5) a koochehe is not a street, nor an avenue, nor a passageway, nor even a footpath as they exit in the western cities. For example, there is a reference to narrow passageways in Caernarfon, north Wales, in a tourist pamphlet by the Wales Tourist Authority. Those alleyways, most likely, are not koochehes similar to the koochehes that exist in Yazd City (-- i.e., the walls on the two sides of the passageways are stone walls; they also may not be a maze of narrow alleyways). There is also a narrow alleyway in the city of Stockholm, Sweden, that can be viewed by a search in Google. This famous alleyway in Stockholm is a narrow alleyway between two tall buildings and in the slope of a hill. Although the alleyway in Stockholm is very narrow and unique ( -- one or two pages of Google are introducing it), it is different than the koochehes in the indigenous structure of the historic cities of Iran.
A typical koochehe is about 1 meter wide and from some 30 to 100 or 200 meters long. In the historic cities of Iran, the koochehes are connected together and form a maze of narrow, corridor-like footpaths bordered by tall walls of the traditional houses ( in Farsi words: koochehe pass koochehes).
Up to about 100 years ago, the koochehes were the main roads in a village or in a town or in a city. When there were no cars in Iran, a rich person usually using a mule to go from his traditional house in a koochehe to his shop in a traditional baazaar.

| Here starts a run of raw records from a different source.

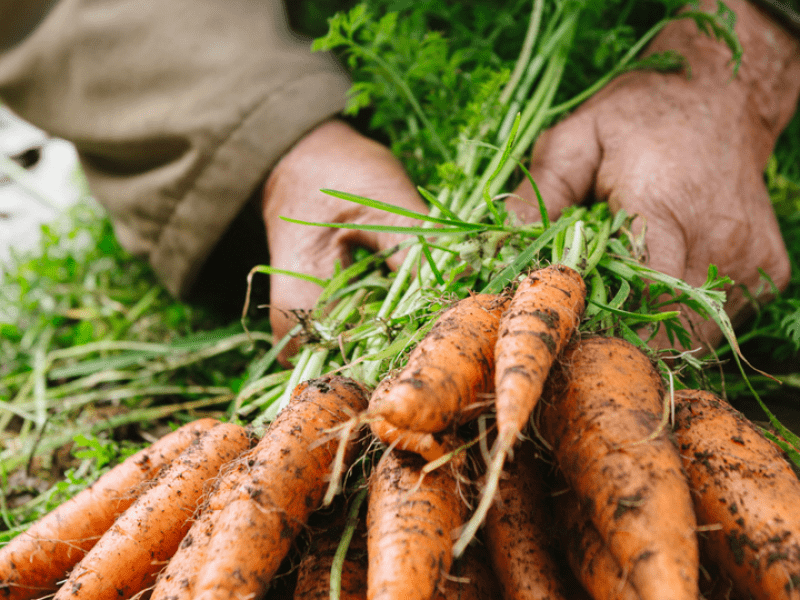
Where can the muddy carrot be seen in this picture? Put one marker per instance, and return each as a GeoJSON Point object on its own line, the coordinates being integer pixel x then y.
{"type": "Point", "coordinates": [410, 523]}
{"type": "Point", "coordinates": [128, 556]}
{"type": "Point", "coordinates": [745, 491]}
{"type": "Point", "coordinates": [285, 484]}
{"type": "Point", "coordinates": [34, 561]}
{"type": "Point", "coordinates": [602, 421]}
{"type": "Point", "coordinates": [587, 555]}
{"type": "Point", "coordinates": [542, 316]}
{"type": "Point", "coordinates": [449, 370]}
{"type": "Point", "coordinates": [516, 533]}
{"type": "Point", "coordinates": [177, 580]}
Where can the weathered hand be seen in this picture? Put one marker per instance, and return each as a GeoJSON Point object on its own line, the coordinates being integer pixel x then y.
{"type": "Point", "coordinates": [687, 155]}
{"type": "Point", "coordinates": [332, 156]}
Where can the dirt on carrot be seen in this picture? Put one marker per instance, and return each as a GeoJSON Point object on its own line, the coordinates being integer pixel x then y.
{"type": "Point", "coordinates": [453, 364]}
{"type": "Point", "coordinates": [516, 532]}
{"type": "Point", "coordinates": [471, 578]}
{"type": "Point", "coordinates": [747, 492]}
{"type": "Point", "coordinates": [285, 484]}
{"type": "Point", "coordinates": [178, 579]}
{"type": "Point", "coordinates": [587, 555]}
{"type": "Point", "coordinates": [542, 317]}
{"type": "Point", "coordinates": [128, 556]}
{"type": "Point", "coordinates": [428, 445]}
{"type": "Point", "coordinates": [33, 563]}
{"type": "Point", "coordinates": [314, 572]}
{"type": "Point", "coordinates": [410, 523]}
{"type": "Point", "coordinates": [601, 418]}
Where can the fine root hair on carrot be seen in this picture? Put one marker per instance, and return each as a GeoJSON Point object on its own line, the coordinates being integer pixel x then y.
{"type": "Point", "coordinates": [177, 580]}
{"type": "Point", "coordinates": [345, 435]}
{"type": "Point", "coordinates": [410, 522]}
{"type": "Point", "coordinates": [428, 445]}
{"type": "Point", "coordinates": [454, 364]}
{"type": "Point", "coordinates": [603, 395]}
{"type": "Point", "coordinates": [516, 532]}
{"type": "Point", "coordinates": [542, 317]}
{"type": "Point", "coordinates": [32, 564]}
{"type": "Point", "coordinates": [285, 484]}
{"type": "Point", "coordinates": [150, 531]}
{"type": "Point", "coordinates": [587, 555]}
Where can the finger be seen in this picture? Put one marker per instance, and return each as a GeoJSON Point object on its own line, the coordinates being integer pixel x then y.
{"type": "Point", "coordinates": [304, 250]}
{"type": "Point", "coordinates": [400, 192]}
{"type": "Point", "coordinates": [564, 164]}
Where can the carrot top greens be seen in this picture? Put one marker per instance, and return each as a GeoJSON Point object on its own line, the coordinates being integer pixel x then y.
{"type": "Point", "coordinates": [459, 91]}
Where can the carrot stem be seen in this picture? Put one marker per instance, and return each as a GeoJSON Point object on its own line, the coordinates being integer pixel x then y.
{"type": "Point", "coordinates": [344, 544]}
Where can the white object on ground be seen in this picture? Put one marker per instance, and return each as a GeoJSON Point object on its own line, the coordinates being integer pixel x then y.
{"type": "Point", "coordinates": [38, 181]}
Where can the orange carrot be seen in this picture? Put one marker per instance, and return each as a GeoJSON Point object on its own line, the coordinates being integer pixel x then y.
{"type": "Point", "coordinates": [177, 580]}
{"type": "Point", "coordinates": [285, 484]}
{"type": "Point", "coordinates": [516, 535]}
{"type": "Point", "coordinates": [543, 315]}
{"type": "Point", "coordinates": [447, 372]}
{"type": "Point", "coordinates": [428, 445]}
{"type": "Point", "coordinates": [471, 578]}
{"type": "Point", "coordinates": [587, 555]}
{"type": "Point", "coordinates": [410, 521]}
{"type": "Point", "coordinates": [127, 558]}
{"type": "Point", "coordinates": [741, 482]}
{"type": "Point", "coordinates": [602, 422]}
{"type": "Point", "coordinates": [314, 572]}
{"type": "Point", "coordinates": [34, 561]}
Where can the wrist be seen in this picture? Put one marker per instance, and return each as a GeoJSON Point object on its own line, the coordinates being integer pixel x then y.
{"type": "Point", "coordinates": [767, 84]}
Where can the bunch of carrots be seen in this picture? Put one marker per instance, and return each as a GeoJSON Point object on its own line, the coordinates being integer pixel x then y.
{"type": "Point", "coordinates": [517, 460]}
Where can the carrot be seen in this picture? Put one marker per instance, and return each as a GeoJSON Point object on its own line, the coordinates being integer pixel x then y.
{"type": "Point", "coordinates": [516, 533]}
{"type": "Point", "coordinates": [314, 572]}
{"type": "Point", "coordinates": [446, 373]}
{"type": "Point", "coordinates": [34, 561]}
{"type": "Point", "coordinates": [410, 521]}
{"type": "Point", "coordinates": [178, 579]}
{"type": "Point", "coordinates": [602, 423]}
{"type": "Point", "coordinates": [428, 445]}
{"type": "Point", "coordinates": [543, 314]}
{"type": "Point", "coordinates": [127, 558]}
{"type": "Point", "coordinates": [285, 484]}
{"type": "Point", "coordinates": [587, 554]}
{"type": "Point", "coordinates": [741, 482]}
{"type": "Point", "coordinates": [471, 578]}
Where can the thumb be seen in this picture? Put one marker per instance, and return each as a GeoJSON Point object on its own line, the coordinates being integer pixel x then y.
{"type": "Point", "coordinates": [564, 163]}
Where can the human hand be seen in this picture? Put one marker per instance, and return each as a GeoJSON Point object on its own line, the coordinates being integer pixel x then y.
{"type": "Point", "coordinates": [687, 155]}
{"type": "Point", "coordinates": [332, 156]}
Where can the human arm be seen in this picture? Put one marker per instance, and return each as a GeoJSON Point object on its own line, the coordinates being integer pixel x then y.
{"type": "Point", "coordinates": [687, 155]}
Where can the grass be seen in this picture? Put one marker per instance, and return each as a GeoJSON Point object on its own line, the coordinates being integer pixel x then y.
{"type": "Point", "coordinates": [97, 357]}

An important characteristic of this indigenous urban feature is that the koochehes are normally clean and quiet as the residents of the traditional houses in a koochehe sweep and clean the koochehe in front of their entrance doors and as usually the residents of the traditional houses pass through a koochehe. Furthermore, the sound of feet of a person walking in a koochehe, because of the familiarity of the residents with the walking styles of the residents of a koochehe, would tell the residents of the traditional houses whether the walking person in the koochehe is a member of the houses in the koochehe or is a stranger.
Because of a modernization process in Iran and the need for a wide street to allow the passage of cars, many koochehes are widened in the past 50 to 100 years. In the historic cities of Iran, therefore, only limited number of koochehes still exist. But in Yazd City, many are still in good shapes.
Finally, a koochehe is such a unique indigenous, structural feature that best can be defined to people from other countries by a picture ( i.e., this volume). And as a very unique, urban feature among the cities of the world, the koochehes well deserve to be introduced as an independent subject. Therefore, for the first time the koochehes and clay buttresses are selected as a topic for a book by the author so that the visual journey to Yazd province is concluded with a record of the koochehes ( the narrow alleyways or passageways) and clay buttresses.